Ram, ever cautious, ever prudent, tells Sita that it could be a trap set by a demon.
"I'm spending the next fourteen years of my life with you in this damn forest because I love you," replies Sita. "And you're kicking up a fuss about one measly golden deer?"
So Ram sighs a sigh, probably wishes he'd left Sita back in the palace and sets off in search of the golden deer. After a while, Sita hears him call for help.
"Laxman," she calls and Ram's dutiful younger brother trots up. "Laxman, Ram's in trouble. I can hear him shouting,"
"Ram's a great warrior," is the reply. "We must be careful because it could be a trap. This forest is full of demons you know,"
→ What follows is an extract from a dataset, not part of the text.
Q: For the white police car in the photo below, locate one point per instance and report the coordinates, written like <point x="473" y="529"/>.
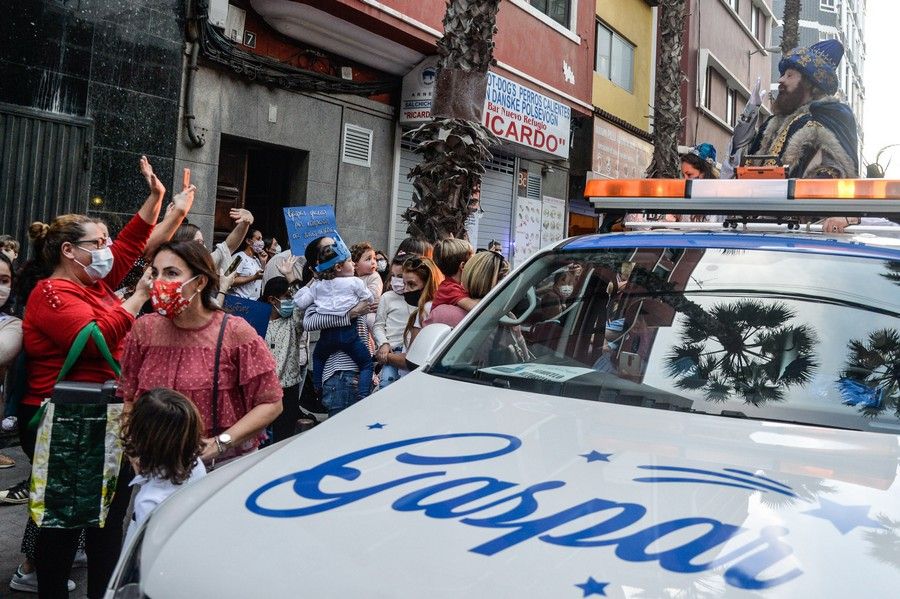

"I know, and one of them is probably killing my husband. Will you save him or not?"
Laxman sighs a sigh, probably wishes Ram had left Sita back in the palace and sets off. But before he does, he draws a circle, a magic circle, and tells Sita to stay inside it. As long as she does, she'll be safe.
But Ravana comes along a while later, disguised as a beggar, and tricks Sita into stepping outside the circle. One step which leads to thirteen years of despair and desperate search and war.
We all have our magic circles. And no one knows who drew them for us. But we know why they're there- as long as we stay inside, we're safe. Untouched by evil. To step out- even one tiny little step- would be to throw ourselves into all the misery and despair and hopelessness that's waiting, waiting, waiting, with black tendrils ready to curl around us and hold us, perhaps forever.
But what The Ramayana doesn't tell us is that wonderful things lie beyond the circle too. New friendships and new adventures and new reasons to laugh everyday.
After all, if Sita hadn't stepped outside that circle, there wouldn't have been a story in the first place.